For anyone who is looking to rent long term I would caution you to be very careful who you use as a rental agent. There are many Brits who are operating under the radar, illegally. If you use such an agent you will have no recourse if anything goes wrong.
Make sure that any agent you use is operating legally to protect yourself against any problems.
If you receive pm's or visitor messages through this forum offering you assistance please make certain that the person is a legally registered rental agent.

Veronica 
________________


----------



## jarnot (Jan 4, 2010)

How do we know who is a legal rental agent? Do they have a registration cetificate or something similar? Your advice will be much appreciated. Thank you.


----------



## Veronica (Apr 5, 2008)

jarnot said:


> How do we know who is a legal rental agent? Do they have a registration cetificate or something similar? Your advice will be much appreciated.
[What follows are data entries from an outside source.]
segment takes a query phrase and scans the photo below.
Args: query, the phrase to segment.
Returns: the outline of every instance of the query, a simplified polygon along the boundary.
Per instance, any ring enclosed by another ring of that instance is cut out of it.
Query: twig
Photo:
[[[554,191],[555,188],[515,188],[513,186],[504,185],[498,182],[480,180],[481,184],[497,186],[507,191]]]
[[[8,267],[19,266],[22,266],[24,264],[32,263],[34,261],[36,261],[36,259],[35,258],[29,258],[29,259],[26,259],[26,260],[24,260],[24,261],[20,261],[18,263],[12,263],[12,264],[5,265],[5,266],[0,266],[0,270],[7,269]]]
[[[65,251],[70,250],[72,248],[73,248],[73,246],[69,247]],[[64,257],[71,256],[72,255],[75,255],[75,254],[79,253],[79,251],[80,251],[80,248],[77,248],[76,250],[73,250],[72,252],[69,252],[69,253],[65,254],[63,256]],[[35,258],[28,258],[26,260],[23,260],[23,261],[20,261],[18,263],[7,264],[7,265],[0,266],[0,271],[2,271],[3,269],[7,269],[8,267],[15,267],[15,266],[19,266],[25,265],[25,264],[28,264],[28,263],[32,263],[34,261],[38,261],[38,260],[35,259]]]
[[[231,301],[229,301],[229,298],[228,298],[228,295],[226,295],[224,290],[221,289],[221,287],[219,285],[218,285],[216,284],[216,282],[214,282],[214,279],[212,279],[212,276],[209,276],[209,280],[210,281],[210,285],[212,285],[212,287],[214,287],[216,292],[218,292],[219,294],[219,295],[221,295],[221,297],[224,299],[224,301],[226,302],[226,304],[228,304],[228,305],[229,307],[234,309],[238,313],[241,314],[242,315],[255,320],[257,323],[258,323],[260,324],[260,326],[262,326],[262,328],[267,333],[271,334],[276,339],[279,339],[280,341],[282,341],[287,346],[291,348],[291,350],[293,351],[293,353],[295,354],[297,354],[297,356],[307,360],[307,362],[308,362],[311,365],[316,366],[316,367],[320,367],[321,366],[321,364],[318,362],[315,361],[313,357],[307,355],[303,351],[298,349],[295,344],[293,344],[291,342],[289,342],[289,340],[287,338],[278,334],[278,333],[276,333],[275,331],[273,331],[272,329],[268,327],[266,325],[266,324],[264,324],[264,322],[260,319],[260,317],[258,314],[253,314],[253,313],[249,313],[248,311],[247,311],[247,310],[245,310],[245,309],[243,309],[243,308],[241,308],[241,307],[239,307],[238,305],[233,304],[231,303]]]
Thank you.


Ask them for proof that they pay taxes and social insurance. If they are working legally they will be paying their dues to the government if they are not paying taxes etc then you know they are working illegally.
They may have a Ltd company in which case they can give you the registration number of their company.


----------



## jarnot (Jan 4, 2010)

Veronica said:


> Ask them for proof that they pay taxes and social insurance. If they are working legally they will be paying their dues to the government if they are not paying taxes etc then you know they are working illegally.
> They may have a Ltd company in which case they can give you the registration number of their company.


Thanks for info Veronica. Much appreciated.


----------